Earlier this year I had a similar plan. I got a sweet Niner frame from a local person via Craig's.  After pricing out the parts to build it up (expensive!) I stumbled onto the Buy a Bikes Direct Bike and Strip the Components approach. The problem I ran into was, while it seemed like a great idea, when I tried to actually get a bike from BD, they were sold out of everything but the smallest frames. I'm guessing that now that the MTB season is winding down in much of the country, their inventory issues may be less of a problem.

(You may wonder why I cared what size I was getting if I was just gonna strip the components. As sort of a MTB noob, I figured I'd try the bike as is in case it was good enough, and then sell the Niner frame or keep it for a later project. If anyone is interested, I could be convinced to sell it probably.)
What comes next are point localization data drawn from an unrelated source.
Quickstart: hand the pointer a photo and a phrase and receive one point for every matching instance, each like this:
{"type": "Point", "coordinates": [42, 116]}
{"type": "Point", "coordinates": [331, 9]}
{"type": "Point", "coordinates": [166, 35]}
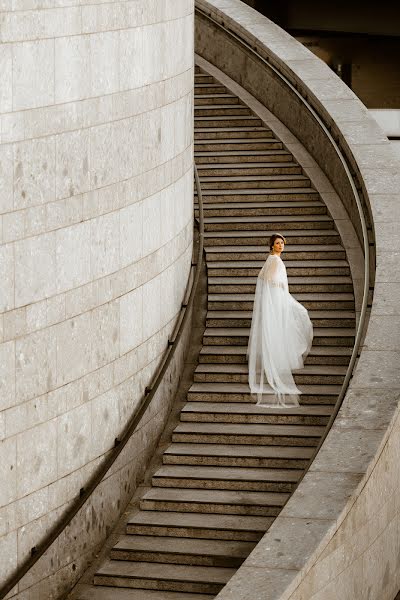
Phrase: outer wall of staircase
{"type": "Point", "coordinates": [96, 213]}
{"type": "Point", "coordinates": [338, 535]}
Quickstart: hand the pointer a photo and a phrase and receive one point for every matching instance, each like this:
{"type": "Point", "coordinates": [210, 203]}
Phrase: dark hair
{"type": "Point", "coordinates": [275, 236]}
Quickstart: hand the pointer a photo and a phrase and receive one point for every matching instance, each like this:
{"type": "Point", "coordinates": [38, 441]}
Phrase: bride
{"type": "Point", "coordinates": [280, 335]}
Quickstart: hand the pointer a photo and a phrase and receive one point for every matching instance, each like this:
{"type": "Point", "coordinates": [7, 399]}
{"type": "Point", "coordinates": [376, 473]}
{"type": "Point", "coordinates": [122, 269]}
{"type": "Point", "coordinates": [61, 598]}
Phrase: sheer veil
{"type": "Point", "coordinates": [280, 337]}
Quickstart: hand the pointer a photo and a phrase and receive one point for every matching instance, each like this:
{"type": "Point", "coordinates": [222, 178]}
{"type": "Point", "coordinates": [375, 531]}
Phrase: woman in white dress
{"type": "Point", "coordinates": [280, 336]}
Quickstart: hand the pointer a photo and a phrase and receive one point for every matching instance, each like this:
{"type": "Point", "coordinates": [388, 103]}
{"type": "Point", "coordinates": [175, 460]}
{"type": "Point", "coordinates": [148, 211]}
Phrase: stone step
{"type": "Point", "coordinates": [242, 318]}
{"type": "Point", "coordinates": [297, 252]}
{"type": "Point", "coordinates": [209, 88]}
{"type": "Point", "coordinates": [240, 392]}
{"type": "Point", "coordinates": [227, 133]}
{"type": "Point", "coordinates": [253, 182]}
{"type": "Point", "coordinates": [246, 238]}
{"type": "Point", "coordinates": [193, 525]}
{"type": "Point", "coordinates": [256, 209]}
{"type": "Point", "coordinates": [209, 412]}
{"type": "Point", "coordinates": [177, 578]}
{"type": "Point", "coordinates": [319, 355]}
{"type": "Point", "coordinates": [90, 592]}
{"type": "Point", "coordinates": [201, 99]}
{"type": "Point", "coordinates": [309, 284]}
{"type": "Point", "coordinates": [236, 455]}
{"type": "Point", "coordinates": [227, 502]}
{"type": "Point", "coordinates": [221, 110]}
{"type": "Point", "coordinates": [261, 168]}
{"type": "Point", "coordinates": [238, 336]}
{"type": "Point", "coordinates": [195, 552]}
{"type": "Point", "coordinates": [294, 268]}
{"type": "Point", "coordinates": [238, 373]}
{"type": "Point", "coordinates": [246, 157]}
{"type": "Point", "coordinates": [226, 478]}
{"type": "Point", "coordinates": [249, 433]}
{"type": "Point", "coordinates": [236, 144]}
{"type": "Point", "coordinates": [320, 301]}
{"type": "Point", "coordinates": [204, 78]}
{"type": "Point", "coordinates": [227, 121]}
{"type": "Point", "coordinates": [274, 194]}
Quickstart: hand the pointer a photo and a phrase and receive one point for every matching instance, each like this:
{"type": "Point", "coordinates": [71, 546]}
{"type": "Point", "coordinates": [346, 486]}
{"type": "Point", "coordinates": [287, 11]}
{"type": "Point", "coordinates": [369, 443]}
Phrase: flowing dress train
{"type": "Point", "coordinates": [280, 338]}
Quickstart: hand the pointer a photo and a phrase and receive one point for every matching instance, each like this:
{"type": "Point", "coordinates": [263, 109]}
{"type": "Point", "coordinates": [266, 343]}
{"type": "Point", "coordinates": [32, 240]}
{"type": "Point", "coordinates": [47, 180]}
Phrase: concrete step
{"type": "Point", "coordinates": [246, 238]}
{"type": "Point", "coordinates": [193, 525]}
{"type": "Point", "coordinates": [237, 133]}
{"type": "Point", "coordinates": [201, 99]}
{"type": "Point", "coordinates": [195, 552]}
{"type": "Point", "coordinates": [240, 392]}
{"type": "Point", "coordinates": [245, 156]}
{"type": "Point", "coordinates": [227, 121]}
{"type": "Point", "coordinates": [236, 144]}
{"type": "Point", "coordinates": [238, 336]}
{"type": "Point", "coordinates": [297, 252]}
{"type": "Point", "coordinates": [238, 373]}
{"type": "Point", "coordinates": [236, 455]}
{"type": "Point", "coordinates": [226, 478]}
{"type": "Point", "coordinates": [320, 301]}
{"type": "Point", "coordinates": [242, 318]}
{"type": "Point", "coordinates": [258, 434]}
{"type": "Point", "coordinates": [90, 592]}
{"type": "Point", "coordinates": [249, 169]}
{"type": "Point", "coordinates": [227, 502]}
{"type": "Point", "coordinates": [177, 578]}
{"type": "Point", "coordinates": [294, 268]}
{"type": "Point", "coordinates": [221, 110]}
{"type": "Point", "coordinates": [310, 284]}
{"type": "Point", "coordinates": [253, 182]}
{"type": "Point", "coordinates": [209, 412]}
{"type": "Point", "coordinates": [319, 355]}
{"type": "Point", "coordinates": [256, 209]}
{"type": "Point", "coordinates": [209, 88]}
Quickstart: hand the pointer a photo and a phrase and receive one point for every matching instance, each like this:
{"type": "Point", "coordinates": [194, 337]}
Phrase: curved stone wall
{"type": "Point", "coordinates": [96, 197]}
{"type": "Point", "coordinates": [337, 537]}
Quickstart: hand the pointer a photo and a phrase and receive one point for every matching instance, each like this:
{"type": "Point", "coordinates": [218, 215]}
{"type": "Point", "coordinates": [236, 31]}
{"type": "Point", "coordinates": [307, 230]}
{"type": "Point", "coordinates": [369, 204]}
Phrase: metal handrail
{"type": "Point", "coordinates": [120, 442]}
{"type": "Point", "coordinates": [275, 68]}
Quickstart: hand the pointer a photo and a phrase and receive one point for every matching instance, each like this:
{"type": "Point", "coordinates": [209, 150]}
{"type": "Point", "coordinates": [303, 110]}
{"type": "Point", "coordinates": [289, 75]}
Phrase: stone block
{"type": "Point", "coordinates": [8, 471]}
{"type": "Point", "coordinates": [151, 223]}
{"type": "Point", "coordinates": [151, 307]}
{"type": "Point", "coordinates": [72, 163]}
{"type": "Point", "coordinates": [131, 233]}
{"type": "Point", "coordinates": [73, 256]}
{"type": "Point", "coordinates": [34, 172]}
{"type": "Point", "coordinates": [6, 277]}
{"type": "Point", "coordinates": [74, 431]}
{"type": "Point", "coordinates": [73, 348]}
{"type": "Point", "coordinates": [105, 245]}
{"type": "Point", "coordinates": [36, 458]}
{"type": "Point", "coordinates": [33, 74]}
{"type": "Point", "coordinates": [35, 364]}
{"type": "Point", "coordinates": [6, 173]}
{"type": "Point", "coordinates": [104, 63]}
{"type": "Point", "coordinates": [72, 66]}
{"type": "Point", "coordinates": [131, 320]}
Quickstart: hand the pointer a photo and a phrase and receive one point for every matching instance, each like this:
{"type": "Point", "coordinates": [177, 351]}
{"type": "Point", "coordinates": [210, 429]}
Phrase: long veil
{"type": "Point", "coordinates": [280, 338]}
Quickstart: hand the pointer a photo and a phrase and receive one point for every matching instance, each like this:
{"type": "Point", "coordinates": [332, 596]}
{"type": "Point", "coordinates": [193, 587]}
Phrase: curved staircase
{"type": "Point", "coordinates": [232, 465]}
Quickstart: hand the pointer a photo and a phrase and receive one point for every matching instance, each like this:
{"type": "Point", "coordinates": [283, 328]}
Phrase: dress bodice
{"type": "Point", "coordinates": [273, 272]}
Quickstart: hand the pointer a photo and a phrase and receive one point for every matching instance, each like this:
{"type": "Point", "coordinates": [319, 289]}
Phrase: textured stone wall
{"type": "Point", "coordinates": [96, 194]}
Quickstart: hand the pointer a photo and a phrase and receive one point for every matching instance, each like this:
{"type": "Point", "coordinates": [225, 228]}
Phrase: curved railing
{"type": "Point", "coordinates": [268, 62]}
{"type": "Point", "coordinates": [86, 492]}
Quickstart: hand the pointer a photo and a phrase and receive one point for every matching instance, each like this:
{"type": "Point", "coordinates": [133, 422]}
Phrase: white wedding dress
{"type": "Point", "coordinates": [280, 337]}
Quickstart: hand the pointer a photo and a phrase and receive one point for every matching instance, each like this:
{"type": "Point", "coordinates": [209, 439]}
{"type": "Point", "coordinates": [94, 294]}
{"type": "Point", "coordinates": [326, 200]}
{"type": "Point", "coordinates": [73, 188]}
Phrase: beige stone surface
{"type": "Point", "coordinates": [91, 178]}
I ended up buying a Diamondback Overdrive from REI for $399 + tax = $439. I did try to get something similar from my LBS, but the best they could do was a way more beautiful, but non-disc brake GT Karakorum for $200 more. That is a lot for a bike I've only managed to actually use once this season.   

 

 

I recently bought the Mercier Kilo WT5 (5 is for internal 5 speed hub) from BikesDirect. I'm very happy with it. As noted by John W., assembly was minimal. My only complaint (and I knew this going in) is the size of the cranks. I don't get why such short cranks (165) are put on a larger (59cm) frame.

The worst thing was the condition of the box it came in. It had been horribly ripped and patched up with tape. I can't believe that BikesDirect would ship it like that, so the damage must have been done by UPS. But the bike itself was ok.

Bikes Direct has some killer deals that very few bike shops can match in pricing. 

 

That being said there are quite a few things that can be wrong even with new bikes. Typically on a new bike: brakes/shifting need adjustments, wheels need true, and nuts and bolts need to get tightened down.

 

If you know how to go over a bike and have the tools needed, then you already know what you are getting into and know what to expect. 

 

If you have never gone over a bike from front to back I would recommend that you take a bike into your local shop and have them build it up for you. You might get some looks from the sales floor but most will be happy to set it up for you. Expect to pay around $50-100.(I just moved to chicago so I'm not sure what local shops charge)  As someone that has spent some time working at bike shops, I have seen some really unsafe bikes come out of a box. All bikes out of the box need work, even if you are paying thousands of dollars. You can also expect with any new bike you are going to need another tune up within ~1 month. 

 

Good luck on the 29er as it was said before they are a ton of fun. 

 

 

I also have a Mericer Kilo TT Pro in my stable and once owned a Motobecane Fantom Cross Uno (single speed cyclocross that was stolen).  I have been pleased with my purchases and got great bang for the buck.

 

 I have also done upgrades on the Kilo TT (tires after I beat the crap out of the stock Kenda Kevlars, saddle, bars) but it is a solid bike for 399 out the door.  If you have a basic knowledge of assembly and a tool set you can put it together in about 30 minutes or so.

 

 I don't know if I would buy a high end bike on the web, because I want to have a LBS to go to for work, questions, and to support the shops.  But don't be afraid of Bikes Direct.

 

LarryN, what do you think of the Kilo WT5?  I almost bought one of those a year ago, but I wasn't sure about the geometry.  Does it have a short wheelbase like the Kilo TT Pro?